Right now the table is at 169272738 rows. Marking Critical because of the rapid growth of this table.
Comments
Comment #2
japerryComment #3
japerryComment #4
japerryComment #5
pwolanin commentedputting the HTML blob in a row or (better) in a file loaded in the page callback and exporting JSON, CSV, or something else for the full data per result for later/off-line processing and keeping just file references would be much more scalable so we'd have 1 row per test run in the DB for now.
Comment #6
drummThis was fixedby http://cgit.drupalcode.org/infrastructure/commit/?id=94adf1c86fbd8bbcfba... and new dev sites do work. mlhtest-drupal.redesign.devdrupal.org was built out today and has recent data in
pift_ci_job_result. The dev site DB on disk did increase in size from 26G to 28G, probably a result of increased activity from DrupalCon in both testing and issues. It took 1h to build out, which is slightly faster than dev sites in the last couple weeks, which took 1h10m.The root cause of the previous dev site not being built out was
ERROR 2013 (HY000) at line 24681: Lost connection to MySQL server during query, most likely a simple connection blip between devwww and devdb.Comment #7
drummmlhtest-drupal.redesign.devdrupal.org can be used for sprinting-related work. Please add URLs to /var/www/dev/mlhtest-drupal.redesign.devdrupal.org/comment as issue(s) are worked on, so we know what all is going on there.
Comment #8
drummThat leaves the question of whether the row-per-test data storage makes sense.

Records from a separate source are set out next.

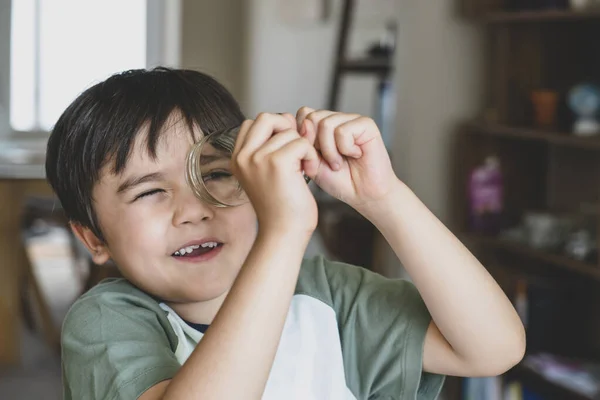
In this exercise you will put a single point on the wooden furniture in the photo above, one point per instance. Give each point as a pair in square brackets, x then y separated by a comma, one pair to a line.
[545, 169]
[14, 264]
[381, 65]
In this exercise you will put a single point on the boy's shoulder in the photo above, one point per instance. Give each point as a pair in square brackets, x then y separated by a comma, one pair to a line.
[118, 292]
[117, 303]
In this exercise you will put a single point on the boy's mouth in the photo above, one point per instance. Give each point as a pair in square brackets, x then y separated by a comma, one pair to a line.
[195, 250]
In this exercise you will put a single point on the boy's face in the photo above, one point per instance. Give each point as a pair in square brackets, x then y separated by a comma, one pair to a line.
[148, 213]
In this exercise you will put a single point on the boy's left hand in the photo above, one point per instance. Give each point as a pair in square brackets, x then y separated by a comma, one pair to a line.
[355, 166]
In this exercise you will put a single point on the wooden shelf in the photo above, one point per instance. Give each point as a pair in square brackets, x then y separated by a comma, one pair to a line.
[367, 65]
[543, 386]
[527, 133]
[540, 16]
[581, 268]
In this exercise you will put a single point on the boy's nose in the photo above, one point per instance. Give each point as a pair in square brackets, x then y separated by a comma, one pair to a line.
[191, 210]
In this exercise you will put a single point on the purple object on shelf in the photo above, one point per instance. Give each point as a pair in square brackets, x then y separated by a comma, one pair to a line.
[486, 193]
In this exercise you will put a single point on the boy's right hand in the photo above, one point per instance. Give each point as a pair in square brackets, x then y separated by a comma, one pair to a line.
[268, 160]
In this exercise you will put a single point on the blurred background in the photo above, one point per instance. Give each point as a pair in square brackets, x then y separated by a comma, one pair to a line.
[489, 110]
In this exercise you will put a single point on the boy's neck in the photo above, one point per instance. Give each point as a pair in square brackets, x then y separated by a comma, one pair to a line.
[202, 312]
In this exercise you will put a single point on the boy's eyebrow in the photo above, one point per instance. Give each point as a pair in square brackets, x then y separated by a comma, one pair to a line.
[138, 180]
[207, 159]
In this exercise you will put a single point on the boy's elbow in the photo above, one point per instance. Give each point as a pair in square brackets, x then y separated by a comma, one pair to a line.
[504, 357]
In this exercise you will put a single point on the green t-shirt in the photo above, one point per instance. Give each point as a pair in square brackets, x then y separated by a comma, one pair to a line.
[349, 334]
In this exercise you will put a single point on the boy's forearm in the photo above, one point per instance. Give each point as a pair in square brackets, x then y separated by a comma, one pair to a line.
[469, 308]
[234, 358]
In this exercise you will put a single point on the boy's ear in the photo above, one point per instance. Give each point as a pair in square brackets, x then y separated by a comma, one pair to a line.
[98, 249]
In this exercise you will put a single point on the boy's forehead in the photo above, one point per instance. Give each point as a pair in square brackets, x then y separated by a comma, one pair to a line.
[174, 141]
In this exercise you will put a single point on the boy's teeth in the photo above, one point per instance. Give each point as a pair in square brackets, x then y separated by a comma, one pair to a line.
[186, 250]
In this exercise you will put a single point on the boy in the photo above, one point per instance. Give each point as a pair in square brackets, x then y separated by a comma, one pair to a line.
[280, 327]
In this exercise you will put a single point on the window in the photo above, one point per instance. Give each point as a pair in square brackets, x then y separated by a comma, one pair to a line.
[58, 48]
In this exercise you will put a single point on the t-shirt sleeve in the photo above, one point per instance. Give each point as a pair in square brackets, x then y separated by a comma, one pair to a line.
[116, 345]
[382, 325]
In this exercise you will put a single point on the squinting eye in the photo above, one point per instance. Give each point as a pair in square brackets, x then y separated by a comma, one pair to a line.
[216, 175]
[148, 193]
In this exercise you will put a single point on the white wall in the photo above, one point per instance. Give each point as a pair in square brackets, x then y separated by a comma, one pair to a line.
[290, 60]
[440, 81]
[213, 40]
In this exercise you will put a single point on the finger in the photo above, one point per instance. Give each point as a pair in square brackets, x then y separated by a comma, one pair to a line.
[290, 117]
[275, 143]
[358, 131]
[263, 128]
[244, 128]
[302, 151]
[301, 115]
[309, 131]
[326, 122]
[344, 138]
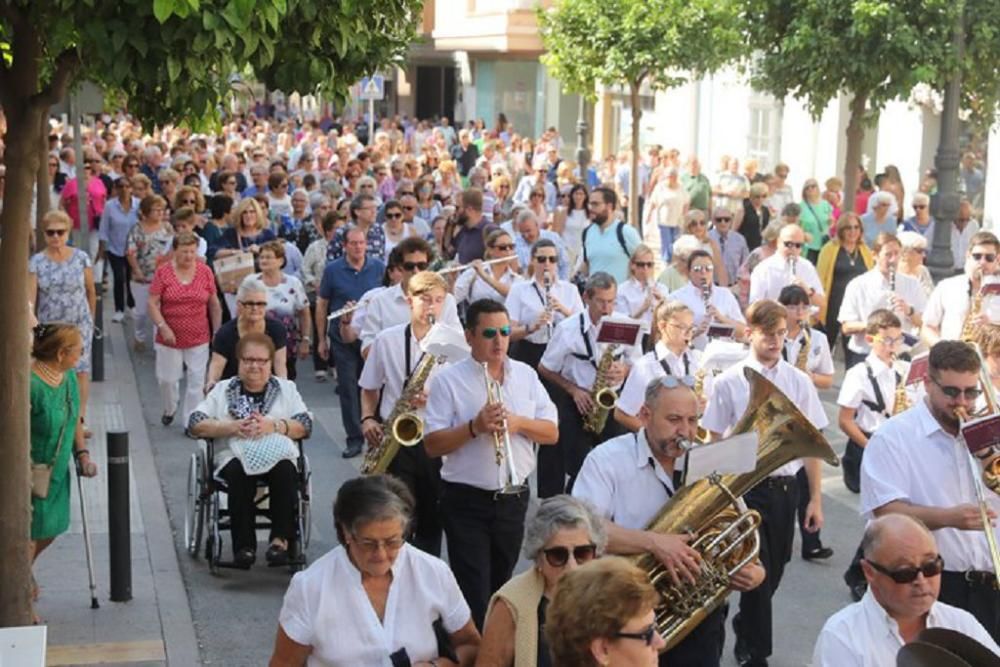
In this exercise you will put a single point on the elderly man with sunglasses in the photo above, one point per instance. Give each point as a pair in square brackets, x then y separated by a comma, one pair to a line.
[786, 267]
[630, 478]
[903, 568]
[917, 464]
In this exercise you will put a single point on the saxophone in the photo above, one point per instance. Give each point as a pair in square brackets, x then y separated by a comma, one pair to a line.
[601, 395]
[404, 427]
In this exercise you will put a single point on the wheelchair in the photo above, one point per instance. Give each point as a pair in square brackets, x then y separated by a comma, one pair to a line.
[206, 511]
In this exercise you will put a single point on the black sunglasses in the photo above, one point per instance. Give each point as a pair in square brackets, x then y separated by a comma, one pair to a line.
[559, 556]
[415, 266]
[907, 575]
[646, 635]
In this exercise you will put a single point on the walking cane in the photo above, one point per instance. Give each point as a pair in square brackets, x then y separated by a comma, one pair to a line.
[86, 538]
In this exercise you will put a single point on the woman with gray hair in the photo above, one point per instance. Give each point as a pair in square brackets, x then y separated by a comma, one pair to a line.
[564, 534]
[374, 600]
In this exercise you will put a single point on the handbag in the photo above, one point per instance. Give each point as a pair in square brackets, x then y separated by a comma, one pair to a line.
[41, 473]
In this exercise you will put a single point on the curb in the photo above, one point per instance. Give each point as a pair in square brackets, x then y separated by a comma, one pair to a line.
[179, 639]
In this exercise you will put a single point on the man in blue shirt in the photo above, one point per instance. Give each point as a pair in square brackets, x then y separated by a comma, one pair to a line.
[344, 281]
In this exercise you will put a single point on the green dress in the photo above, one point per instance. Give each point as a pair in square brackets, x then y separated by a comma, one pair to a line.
[49, 411]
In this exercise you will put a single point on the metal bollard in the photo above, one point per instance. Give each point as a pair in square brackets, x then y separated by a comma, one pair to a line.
[119, 529]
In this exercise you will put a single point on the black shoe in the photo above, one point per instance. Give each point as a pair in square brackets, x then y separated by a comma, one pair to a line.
[244, 558]
[819, 553]
[276, 555]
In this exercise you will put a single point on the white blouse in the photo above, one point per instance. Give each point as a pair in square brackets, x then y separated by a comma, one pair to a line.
[326, 607]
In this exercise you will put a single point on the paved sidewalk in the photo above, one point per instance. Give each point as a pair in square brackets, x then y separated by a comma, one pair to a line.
[155, 627]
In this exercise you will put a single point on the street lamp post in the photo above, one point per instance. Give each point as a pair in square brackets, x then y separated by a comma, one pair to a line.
[941, 261]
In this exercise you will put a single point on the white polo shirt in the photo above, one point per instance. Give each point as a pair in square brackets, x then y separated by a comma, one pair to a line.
[721, 299]
[567, 352]
[389, 308]
[948, 305]
[650, 366]
[326, 607]
[819, 360]
[864, 635]
[624, 482]
[731, 395]
[869, 292]
[772, 275]
[459, 393]
[911, 458]
[526, 303]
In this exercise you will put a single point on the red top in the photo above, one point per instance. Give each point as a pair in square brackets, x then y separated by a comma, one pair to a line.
[184, 307]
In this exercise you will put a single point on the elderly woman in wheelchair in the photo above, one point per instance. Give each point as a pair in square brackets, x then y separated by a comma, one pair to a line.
[255, 420]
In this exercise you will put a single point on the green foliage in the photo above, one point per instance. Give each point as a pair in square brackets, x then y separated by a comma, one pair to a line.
[664, 42]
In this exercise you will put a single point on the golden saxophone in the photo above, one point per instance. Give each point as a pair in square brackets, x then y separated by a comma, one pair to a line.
[403, 426]
[602, 395]
[724, 534]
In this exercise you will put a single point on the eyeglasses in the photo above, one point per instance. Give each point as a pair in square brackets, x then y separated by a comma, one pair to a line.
[489, 333]
[907, 575]
[971, 393]
[559, 556]
[646, 635]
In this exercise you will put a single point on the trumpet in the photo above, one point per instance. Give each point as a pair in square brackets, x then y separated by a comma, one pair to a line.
[501, 441]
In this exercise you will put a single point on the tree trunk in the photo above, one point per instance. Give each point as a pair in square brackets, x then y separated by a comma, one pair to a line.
[22, 158]
[855, 136]
[633, 178]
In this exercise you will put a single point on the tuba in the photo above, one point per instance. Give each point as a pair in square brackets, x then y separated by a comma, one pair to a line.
[725, 534]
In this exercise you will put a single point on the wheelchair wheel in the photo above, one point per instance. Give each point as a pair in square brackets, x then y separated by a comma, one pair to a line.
[194, 510]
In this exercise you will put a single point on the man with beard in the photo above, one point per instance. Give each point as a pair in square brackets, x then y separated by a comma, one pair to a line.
[630, 478]
[915, 464]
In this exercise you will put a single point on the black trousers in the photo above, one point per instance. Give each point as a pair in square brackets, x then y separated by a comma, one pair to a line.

This isn't a new style of data storage, QA.Drupal.org does the equivalent. We do have a faster pace of testing happening now, and more tests in core than ever.
According to New Relic, SELECT queries on the
pift_ci_job_resulttable are taking 28.4ms on average over the last 7 days, the tallest spikes on the response time graph are 67ms. It does not make the top 20 most time consuming queries for the site. For now, I think this shows it isn't a critical problem, if there is a problem.When first launched, I did have to go through a few iterations on getting the table & keys right, but we are in at least an okay spot for now. The table has a not-too-large covering index for the query that hits it. We should keep an eye on the table's growth. A large number of rows alone isn't necessarily a problem, but is indeed worth investigating.
Comment #9
drummRudy switched this table to be stored in a compressed format awhile ago. That saved us 50% on disk and as far as I know has otherwise been doing well.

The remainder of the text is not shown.